Hak Sebagai Justice Collaborator

Peranan justice collaborator sangat penting dalam mengungkap peristiwa tindak pidana. Di Indonesia sendiri, beberapa kasus yang telah menggunakan peranan justice collaborator tersebut dalam menuntaskan kasus-kasus besar seperti kasus red notice Djoko Tjandra, kasus penggelapan pajak Asian Agri Group, kasus korupsi pengadaan e-KTP.[1] Secara pengertiannya Justice Collaborator adalah salah satu tersangka dalam sebuah tindak pidana yang bukan pelaku utama dan dapat bekerjasama membongkar suatu tindak pidana beserta orang-orang yang terlibat. Istilah Justice Collaborator berasal dari bahasa Inggris yang berarti keadilan (Justice) dan kolaborator/bekerja sama (Collaborator) atau yang disebut juga Collaborator with Justice yang berarti kolaborator keadilan. Di Indonesia dalam dunia hukum Justice Collaborator diartikan saksi pelaku yang bekerjasama.

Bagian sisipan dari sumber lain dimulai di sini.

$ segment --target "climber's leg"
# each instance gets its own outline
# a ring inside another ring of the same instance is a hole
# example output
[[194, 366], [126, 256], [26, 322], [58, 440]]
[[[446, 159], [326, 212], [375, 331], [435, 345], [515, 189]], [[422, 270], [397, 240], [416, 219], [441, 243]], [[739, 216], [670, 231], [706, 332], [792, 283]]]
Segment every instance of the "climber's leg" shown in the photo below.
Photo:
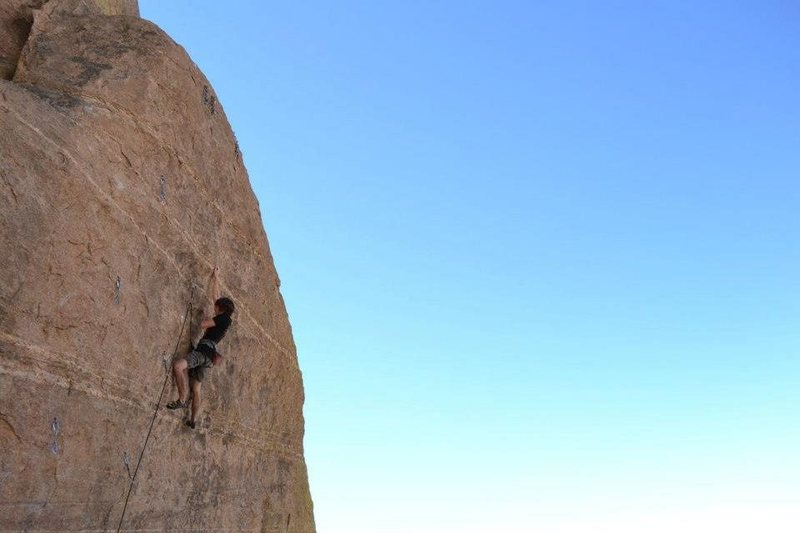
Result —
[[186, 407], [189, 399], [189, 363], [186, 358], [180, 358], [172, 363], [172, 375], [175, 376], [175, 385], [178, 386], [177, 401], [167, 404], [168, 409]]
[[192, 413], [187, 425], [194, 428], [198, 415], [200, 414], [200, 387], [203, 385], [203, 382], [191, 379], [190, 383], [192, 388]]
[[[208, 362], [208, 356], [197, 350], [192, 350], [186, 357], [172, 363], [172, 374], [175, 376], [175, 385], [178, 386], [178, 399], [167, 404], [167, 409], [181, 409], [189, 401], [189, 371], [199, 371]], [[202, 380], [202, 376], [199, 377]]]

Fadli Rajab Sanjani berpendapat bahwa Justice Collaborator adalah seorang pelaku tindak pidana yang berstatus pelapor, informan atau saksi yang memberikan bantuan kepada aparat penegak hukum.[2] Mengingat peranannya yang penting dalam mengungkapkan suatu peristiwa pidana, ada beberapa pengaturan justice collaborator dalam perundang-undangan di Indonesia, diantaranya sebagai berikut:

  1. Undang-Undang Nomor 20 Tahun 2001 tentang Perubahan atas Undang-Undang Nomor 31 Tahun 1999 tentang Pemberantasan Tindak Pidana Korupsi
  2. Undang-Undang Nomor 31 Tahun 2014 tentang Perubahan Atas Undang-Undang Nomor 13 Tahun 2006 Tentang Perlindungan Saksi dan Korban (UU PSK)

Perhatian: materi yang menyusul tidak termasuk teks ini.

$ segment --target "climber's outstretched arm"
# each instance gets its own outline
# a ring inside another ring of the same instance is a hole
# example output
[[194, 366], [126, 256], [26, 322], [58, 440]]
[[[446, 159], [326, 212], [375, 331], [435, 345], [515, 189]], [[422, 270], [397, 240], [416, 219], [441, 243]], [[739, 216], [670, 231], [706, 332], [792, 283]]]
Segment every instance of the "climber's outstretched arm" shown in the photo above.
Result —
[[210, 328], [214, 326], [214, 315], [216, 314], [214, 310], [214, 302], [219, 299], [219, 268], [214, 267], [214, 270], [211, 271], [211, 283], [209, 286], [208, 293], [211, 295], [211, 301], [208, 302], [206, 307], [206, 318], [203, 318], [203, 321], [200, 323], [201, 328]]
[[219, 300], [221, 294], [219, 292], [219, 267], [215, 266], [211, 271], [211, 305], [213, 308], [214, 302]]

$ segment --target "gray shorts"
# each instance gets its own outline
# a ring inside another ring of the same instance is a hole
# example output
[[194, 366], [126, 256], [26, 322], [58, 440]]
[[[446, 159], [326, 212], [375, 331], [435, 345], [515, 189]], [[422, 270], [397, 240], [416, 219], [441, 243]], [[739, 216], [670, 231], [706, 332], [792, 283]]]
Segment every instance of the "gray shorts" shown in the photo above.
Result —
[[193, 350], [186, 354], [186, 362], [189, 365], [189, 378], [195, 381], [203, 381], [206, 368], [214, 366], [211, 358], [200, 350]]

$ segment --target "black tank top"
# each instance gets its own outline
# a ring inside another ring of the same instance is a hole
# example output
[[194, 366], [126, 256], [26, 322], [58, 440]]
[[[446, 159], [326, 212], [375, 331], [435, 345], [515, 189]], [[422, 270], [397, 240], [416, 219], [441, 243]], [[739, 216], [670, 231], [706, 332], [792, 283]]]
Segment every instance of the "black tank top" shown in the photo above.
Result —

  3. Surat Edaran Mahkamah Agung Nomor 4 Tahun 2011 tentang Perlakuan bagi Pelapor Tindak Pidana (whistleblower) dan Saksi Pelaku yang Bekerjasama (Justice Colllaborator) di dalam Perkara Tindak Pidana Tertentu
  4. Peraturan Bersama yang dilakukan oleh Menteri Hukum dan HAM, Jaksa Agung, Kepala Kepolisian Republik Indonesia, Komisi Pemberantrasan Korupsi, dan Ketua Lembaga Perlindungan Saksi dan Korban Nomor M.HH-11.HM.03.02.th.2011, Nomor PER045/A/JA/12/2011, Nomor 1 Tahun 2011, Nomor KEPB-02/01- 55/12/2011, Nomor 4 Tahun 2011 tentang Perlindungan bagi Pelapor, Saksi Pelapor, dan Saksi Pelaku yang Bekerjasama.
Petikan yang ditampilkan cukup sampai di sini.